Soon I will have figured out what everybody thinks of everybody else, who hates or loves whom, who did dirt to whom (I do mean “whom” don’t I?  How embarrassing that I am not sure).  I write a lot of random notes then try to organize everything.

Hmmm…  I seem to be babbling on without a whole lot of specifics.  Well, I will give more specifics on these mysteries when I know more about the where, when and how you can get tickets.  In the meantime, I hope I have intrigued my local readers and entertained those farther afield.  If so, I say good work for a Tired Tuesday.

 

There’s Always Someone!

For this week’s Middle-aged Musings Monday, I will attempt to reconstruct the post I wrote in my head last week and never used.  This is something I have long observed:  there is always somebody to tell you you are wrong.
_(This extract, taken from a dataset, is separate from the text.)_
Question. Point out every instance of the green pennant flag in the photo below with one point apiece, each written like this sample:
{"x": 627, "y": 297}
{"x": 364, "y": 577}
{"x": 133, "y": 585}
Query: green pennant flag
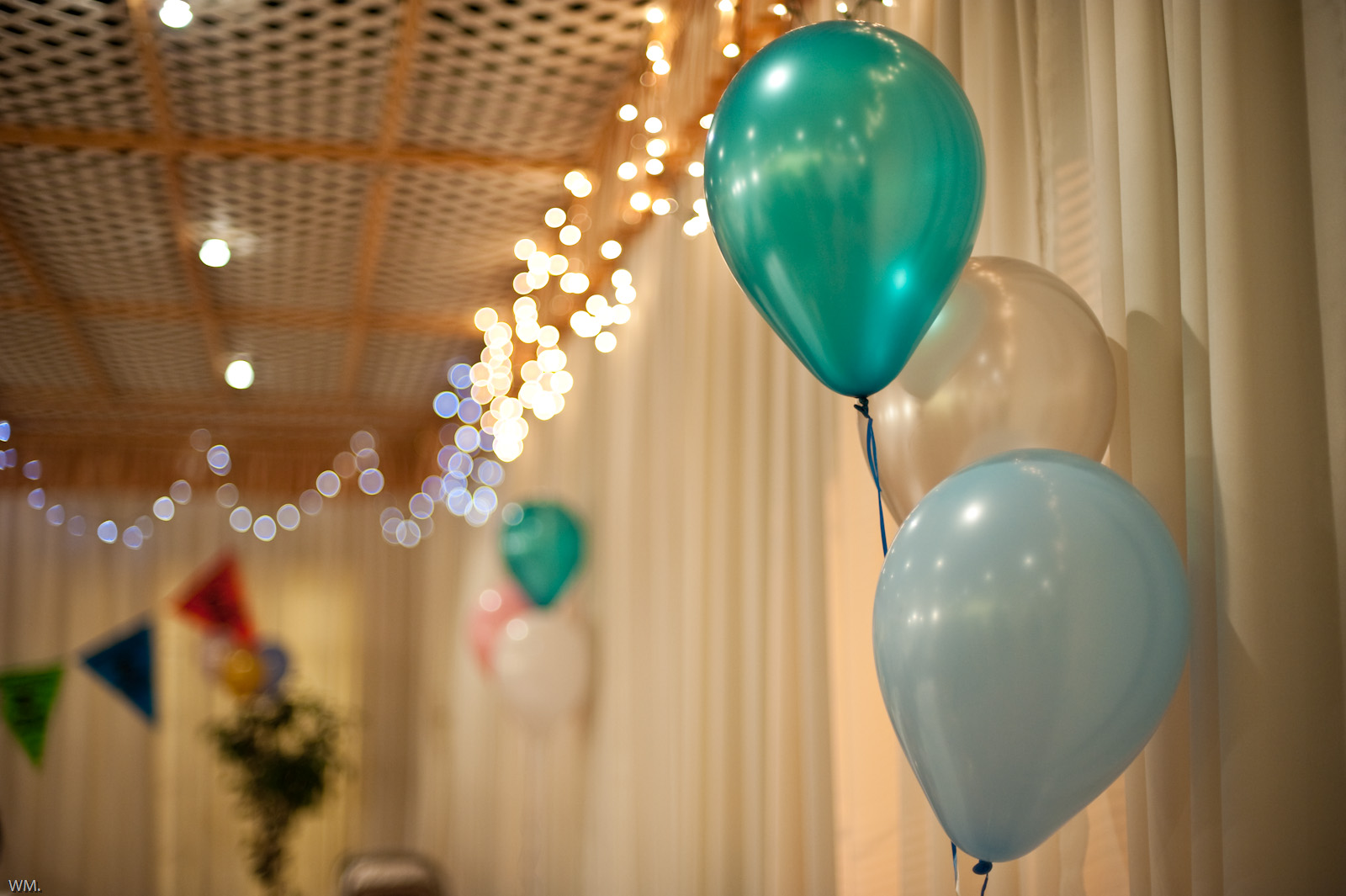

If I donate to a charity, someone will tell me that my money won’t go to the cause, and anyways it’s the wrong cause, and we can’t really solve problems anyways.  If I do something for a societal or environmental purpose, someone will tell me of the dreadful ill effect my action will also have while not really doing all that much to help the intended purpose.  If I purchase any item with no ulterior motive, charitable, societal or otherwise, someone will tell me I spent too much.

And NOW I am waiting for somebody to say to me, “Why do you worry about what somebody else says?  I never do.”

So, you see, I am always wrong.  Additionally, I seem to be the sort of person that other people feel free to criticize.  I bet some of you are even as I type this gearing up to tell me to quit whining and just blog already.  Regarding that, well, I think I will just try to follow the earlier advice of not worrying about what other people say.